Somehow tax reform is once again on Washington’s lips this week. In a loosely related development, the Treasury Department was proud today to announce the release of new data (PDF) on the performance of the New Markets Tax Credit, a program established in 2000 with the enthusiastic support of Al Gore that provides a federal tax subsidy for equity investments in low-income communities. A bit below 60 percent of this money goes to boost real estate investments, and a bit below 40 percent goes for investments in operating businesses.
The idea is that to be eligible you need to be located in a census tract that meets one of several indicators for “severe distress” economically speaking, and the program seems to be a small-but-effective way of spurring investment in these communities.

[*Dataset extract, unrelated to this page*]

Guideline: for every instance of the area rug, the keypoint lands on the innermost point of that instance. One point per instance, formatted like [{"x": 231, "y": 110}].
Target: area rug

And if you think about the urban revitalization process you can see why this is important. Private businesses are first and foremost run for private benefit. But the reality is that the first guy to renovate a vacant building on a block full of derelict storefronts and a liquor store creates some meaningful positive spillovers for the rest of the community. People would rather patronize businesses that are near other businesses, and patronize them in clusters of buildings that look attractive. That’s why they build shopping malls in the suburbs. So a round of applause for everyone.
But again note that this program would have to be considered one of those dastardly “tax loopholes” that everyone’s talking about closing. And perhaps it should be closed in the context of an overall reform package that raises revenues while lowering tax rates. But it’s easier said than done. These loopholes tend to get created for real reasons, and there are real people out there benefitting from them.